The Dakri Center’s research agenda focuses on businesses that are Main Street businesses- organizations with few employees often with a sole owner or a “Mom-and-Pop" family ownership model. Despite having few employees per business, these businesses make up the vast majority of small businesses in the country. Over 99 percent of America’s 28.7 million firms are small businesses.1

Through the work of the SURE Program, the Dakri Center is well positioned to perform in-depth, longitudinal studies on Main Street entrepreneurship. The SURE team has already begun collecting data in support of its research agenda.

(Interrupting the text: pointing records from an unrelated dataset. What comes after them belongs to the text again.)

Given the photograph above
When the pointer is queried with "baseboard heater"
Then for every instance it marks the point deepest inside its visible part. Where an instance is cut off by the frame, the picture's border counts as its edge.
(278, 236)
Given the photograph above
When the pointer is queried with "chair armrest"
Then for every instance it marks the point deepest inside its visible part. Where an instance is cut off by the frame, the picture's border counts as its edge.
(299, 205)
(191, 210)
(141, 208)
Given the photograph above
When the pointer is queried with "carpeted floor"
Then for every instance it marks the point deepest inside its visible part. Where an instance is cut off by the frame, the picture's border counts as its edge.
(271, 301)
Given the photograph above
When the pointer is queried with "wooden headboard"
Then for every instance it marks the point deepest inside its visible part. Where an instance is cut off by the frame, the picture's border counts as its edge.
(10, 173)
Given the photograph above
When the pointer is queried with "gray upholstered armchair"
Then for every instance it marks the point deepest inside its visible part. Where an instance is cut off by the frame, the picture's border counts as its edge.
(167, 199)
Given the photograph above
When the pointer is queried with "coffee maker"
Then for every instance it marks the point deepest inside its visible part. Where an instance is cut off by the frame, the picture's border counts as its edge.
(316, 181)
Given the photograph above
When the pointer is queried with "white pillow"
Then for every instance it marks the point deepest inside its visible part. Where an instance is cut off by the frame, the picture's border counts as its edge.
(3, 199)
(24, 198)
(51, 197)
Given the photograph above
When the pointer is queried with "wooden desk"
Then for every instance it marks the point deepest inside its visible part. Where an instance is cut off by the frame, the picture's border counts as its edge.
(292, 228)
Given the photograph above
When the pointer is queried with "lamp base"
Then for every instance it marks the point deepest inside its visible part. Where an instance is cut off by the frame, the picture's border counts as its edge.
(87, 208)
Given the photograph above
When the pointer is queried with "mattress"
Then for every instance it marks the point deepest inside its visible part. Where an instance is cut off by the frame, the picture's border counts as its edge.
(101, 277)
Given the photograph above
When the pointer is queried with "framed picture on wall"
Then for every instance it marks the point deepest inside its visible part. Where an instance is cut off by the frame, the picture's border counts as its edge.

In addition to data that is useful for the administration of the SURE program the team collects information about entrepreneurs that is also useful in research (for example, benchmark financial literacy measures and individual risk preferences of the entrepreneurs). CEI is in a unique position to perform three different types of research related to Main Street Entrepreneurship:

  • Archival research about Main Street entrepreneurship in aggregate in the US: Using publicly available sources including information from company registration data and publicly available information about government-backed lending distributed by the Small Business Administration in accordance with the Freedom of Information Act in conjunction with new methods of data imputation, the CEI research team is able to look at the distribution of lending in the US. This research is already in progress with co-authors from the University of California at San Diego.
  • In-depth, small sample archival research using data that only CEI has access to by studying the current and alumni entrepreneurs of the SURE Program. This data set allows for studying dimensions of entrepreneurship that cannot be studied with publicly available data. For example, dimensions of the entrepreneur’s personality, such as their risk tolerance level, and longitudinal data that is not available in public sources, for example revenue growth in small businesses. In the US even basic information such as revenues, expenditures, profits and number of employees of small businesses are not collected and publicized. The government performs surveys and presents data in aggregate, but there are no publicly available longitudinal data sets on small businesses which has hampered research in this field.
  • In addition, CEI is in a unique position to perform field experiments in entrepreneurship. The use of randomized controlled trials is the gold standard for research in the hard sciences, however adoption in the social sciences is lagging. This has been shifting and in 2019 Esther Duflo along with her two co-researchers was awarded the Nobel Prize for their experimental approach to alleviating global poverty.2 Economists of various stripes – development, education, etc. – have begun to adopt the use of randomized controlled trials to determine the effects of interventions. Through the SURE Program, the CEI could test what approaches to education affect long-term outcomes of the business or what types of interventions might increase the likelihood that entrepreneurs are successfully able to obtain third party funding for their business.

The existence of three different prongs of research creates opportunities not just for the CEI Team, but also for PhD students and for more cross-disciplinary research with faculty from other departments. As stated earlier, the research studies currently in progress is co-authored work with faculty from the Business school and the Economics department at the University of California – San Diego. In 2024 the Dakri Center partnered with the College of Education and the Hobby School of Public Affairs to evaluate the environment for childcare providers in the Gulf Coast region of Texas and provide them with resources for enhancing their curriculum and their business knowledge. As the CEI develops and has increased visibility on campus, we would like to develop similar relationships with faculty in other departments at the University of Houston.